Perfectionistic thinking tells you to bite off more than you can chew– an action that leads again to feelings of self-defeat and failure, which then leads you back to where you started: self-inadequacy. You engage in all-or-nothing thinking— thinking in extremes instead of seeing the shades of gray. You think you can either spend time with your family or work to support them, but not both. You think something’s wrong with you if you can’t give 100 percent to every area of your life, motivated by such cultural maxims as “I must be all things to all people or I’m a failure,” “If you cannot do a job right, don’t do it at all,” or “If I can’t do it all, I might as well do none of it.”
Even when you succeed, your critical inner voice says you’ve failed. Telescopic thinking is when your workaholic mind acts like a telescope, blind to anything that raises your self-worth, and zooms in on and magnifies the negative. This distorted thinking pattern often starts with critical parents in childhood, as in this example from Stephanie: “I won a writing contest and sent my dad a copy of the story. He said, ‘They must not have had too many entries to pick yours.’ So I have this real sense of needing to prove something.” Telescopic thinking is carried into adulthood where you’re perceived as outstanding by others but you continue to berate yourself, overlook your accomplishments, and focus on your shortcomings.
With blurred-boundary thinking, you show a lack of clear boundaries. What others consider excessive, workaholics like you consider standard. It’s hard for you to see that you are biting off more than you can chew, because you don’t realize it. And like Kathy, you find it difficult to say no because you don’t know where to draw the line. You sacrifice your own needs, giving into other people’s demands as Kathy did in her job. You’re so used to doing what others expect that you don’t know what you really want or need. This type of thinking leads to self-neglect, putting your needs at the bottom of the list until you crumble from burnout or uncontrollable resentment.
Sometimes what others believe about you becomes more important than what you believe about yourself. You saw this with Kathy, whose people-pleasing thinking caused her to be indecisive and overly agreeable, using the opinions of others to gauge her actions. You figure if you can get others to approve of you, your opinions change with the wind. You lose your self-respect and become unsure of what you believe without someone else to tell you.
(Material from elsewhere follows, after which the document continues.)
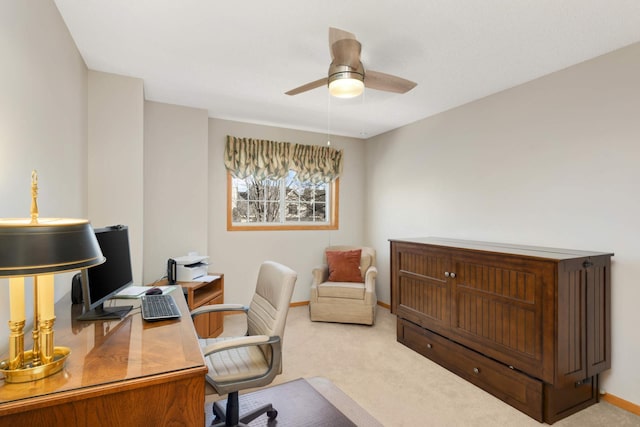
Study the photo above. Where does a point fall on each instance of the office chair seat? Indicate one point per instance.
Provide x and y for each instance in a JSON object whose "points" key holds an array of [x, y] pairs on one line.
{"points": [[253, 360]]}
When you get praised by friends or coworkers, your pessimistic thinking discounts the praise, and you continue to feel unworthy and unfulfilled. You unconsciously filter out the positive aspects of your life, allowing only negative aspects to enter. This bad habit of selecting the negative over the positive eventually leads you as a workaholic to believe that everything is negative. You believe you live in a world where sooner or later the worst will happen. At the core of this fear is shame. No matter how successful you are in the outer world, you attribute your success to luck or accident and believe it’s only a matter of time until failure is imminent. Your fear of failure can become a self-fulfilling prophecy, driving you so hard that you unintentionally sabotage your own success. It ruins your physical and emotional health and cripples your relationships with coworkers, families, and friends.
Many workaholics feel helpless and unable to change their lives. When you engage in helpless thinking, you view your life as determined by high-pressured lifestyles, how much you accomplish, and how much praise you get. As a result, you externalize your responsibilities and blame other people and situations for your problems– the job, your family, or the economy.
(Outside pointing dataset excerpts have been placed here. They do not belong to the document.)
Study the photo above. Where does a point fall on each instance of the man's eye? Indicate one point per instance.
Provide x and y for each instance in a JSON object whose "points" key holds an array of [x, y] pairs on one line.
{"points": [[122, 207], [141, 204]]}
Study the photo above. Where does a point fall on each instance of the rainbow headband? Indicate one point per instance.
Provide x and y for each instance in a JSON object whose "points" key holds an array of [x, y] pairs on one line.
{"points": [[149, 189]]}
Believing that problems and solutions are outside yourself, you engage in self-victimized thinking. You characterize yourself as a victim by blaming such outside forces as corporate downsizing, a relentless economy, an impossible boss, or the need to support a family. A common form of denial is the messiah myth– “Honey, I’m doing all this for you and the kids”– to which there is little a spouse can say in rebuttal. The more victimized you feel, the more your resentment builds and is expressed through bitterness and cynicism about a lifestyle in which you feel trapped.
Resistance thinking causes you to perceive life as a struggle. You structure your life by wearing too many hats and doing too many things, pushing yourself beyond human limits. Determined to do it all, you straitjacket yourself into a lifestyle that has no spontaneity or flexibility. As you forfeit relaxation and serenity, you fight harder to be more perfect, trying to cram forty-eight hours’ worth of activities into twenty-four hours, to make life’s schedule conform to your self-created one. You get frustrated in traffic jams or become annoyed with people who move too slowly. You get impatient in long, slow-moving lines. You waste a lot of emotional energy getting mad at the conditions of your daily life, instead of accepting them and living your life within those limits.
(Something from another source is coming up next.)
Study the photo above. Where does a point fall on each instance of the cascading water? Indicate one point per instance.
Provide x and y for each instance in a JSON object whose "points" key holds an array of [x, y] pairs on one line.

Your workaholic mind-set causes wishful thinking— based on lack and discontent– wishing that you had more of something or someone to make you more complete. This type of thinking fans the flames of work addiction to gain more. You want what you cannot have and devalue or ignore what you already have, simply because you have it. Focusing on what’s missing keeps you in a state of feeling empty and incomplete, which encourages more working to fill up the hole.
Serious thinking tells you that life is mostly struggle and grim determination, that fun and joy are taboo. This rigid belief causes you to think of life as serious business and keeps you from laughing at yourself and seeing the humorous side of things. Perhaps you didn’t get to enjoy the carefree world of childhood and had to grow up as a little adult. You look on laughter and fun with contempt because they conflict with the single-minded goal of getting the job done. You consider relaxation to be wasteful and view people who fritter time away by playing and having a good time as frivolous and foolish. Your externalized thinking is reflected in the need to have a concrete producer to show for your efforts. Your value is attached to what you can do, not how you feel. The more you produce, the better you feel because the more worthy you are. You look outside yourself for your self-worth and put more value on what you accomplish and what people say or do in regard to your accomplishments than on your inner personal opinions and human qualities.